When your vein valves function properly, your blood can’t flow backwards inside your veins. Thus, it keeps heading back toward your heart.

Sometimes, though, these valves don’t work properly. Due to aging, genetics, obesity, a sedentary lifestyle, certain hormones, or even tight waistbands, vein valves can get damaged or weaken over time.

On top of that, if your job requires you to stand still for most of the day, that could harm your vein valves.

Whatever the cause of the damage, whenever vein valves aren’t able to do their job, blood can travel in reverse. Then it will start to collect inside the vein. And, when a vein is affected in this way, it’s called a varicose vein.

Bulging Veins, Flat Veins

This pooling of blood can cause veins to bulge. These blood vessels can become twisted and gnarled, too.

In most cases, varicose veins occur in a person’s feet or legs. After all, the veins there have to send blood a long way, and they’re usually pushing against gravity. Thus, their valves work especially hard.

Varicose veins can also show up in other parts of the body, including the arms, hands, face, and pelvis.

For their part, spider veins are a kind of subgroup of varicose veins. Alternatively, they could be classified as a symptom of varicose vein disorder.

Spider veins often appear bluish or purplish because of the blood that’s backed up inside them. (Varicose veins, meanwhile, may turn a colour such as red or blue, or they might not change colour in a noticeable way.)

Spider veins don’t bulge, however. That’s because these veins are so thin, so tiny, and so close to the surface of the skin. There’s very little space for blood to pool. In fact, these veins are typically less than a millimetre in diameter. Therefore, they stay flat — or, at the most, they bump up ever so slightly.

What Should You Do If You Have Varicose Veins?

In most cases varicose veins are a cosmetic issue, and they often don’t need special medical attention or treatment. That’s particularly true, in most cases, of spider veins.

However, there are times when these veins are part of a underlying vascular problem and requires medical intervention.

Such symptoms could include aches, throbbing, swelling, and cramping in the legs or feet. Or your legs might simply feel tired. Dry or itchy skin is a common by-product of varicose veins, too. And, in some instances, they cause skin sores called venous ulcers.

Furthermore, varicose veins can, in rarer instances, induce serious problems like ulcers, hardened veins, and blood clots. And people with thin skin can be susceptible to bleeding due to a burst vein.

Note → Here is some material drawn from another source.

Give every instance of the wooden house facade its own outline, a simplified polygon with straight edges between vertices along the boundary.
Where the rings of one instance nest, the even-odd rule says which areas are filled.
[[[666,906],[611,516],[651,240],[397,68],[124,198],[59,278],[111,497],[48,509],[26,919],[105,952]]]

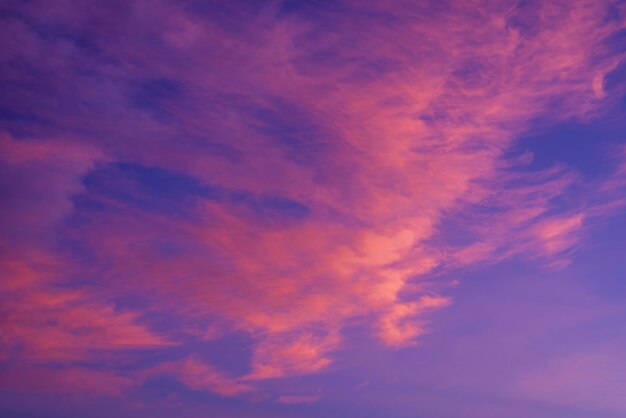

How Are Varicose Veins Treated?

If you’re experiencing more serious symptoms or conditions due to a varicose vein, your vascular specialist can provide treatment. Treatment is available in different forms.

A common initial solution is for a patient to eat healthier foods and exercise to help correct circulation issues.

Also, your doctor might advise you to walk around at least once every half hour. And, when you’re at rest, elevate the foot or leg with the varicose vein.

Wearing compression socks or stockings can also provide relief. Those items apply constant pressure to a person’s legs and ankles. In doing so, they gently squeeze the blood vessels, improving the flow of blood.

Another option is a vein ablation. With an ultrasound or a laser, a doctor can seal a varicose vein shut, rendering it useless. Afterwards, the body will just absorb the blood vessel whole. And all blood will be rerouted through nearby veins.

Another form of varicose treatment is called sclerotherapy. To perform this procedure, a doctor injects sclerosant into the affected vein. Sclerosant is a solution that will destroy a vein. As with a vein ablation, the body will then start sending the blood through other healthy veins.

Your vascular consultant might want to remove your varicose vein with a surgical procedure called ambulatory phlebectomy, which can be performed as an outpatient procedure. It’s a safe and quick operation, one that rarely takes longer than an hour to complete.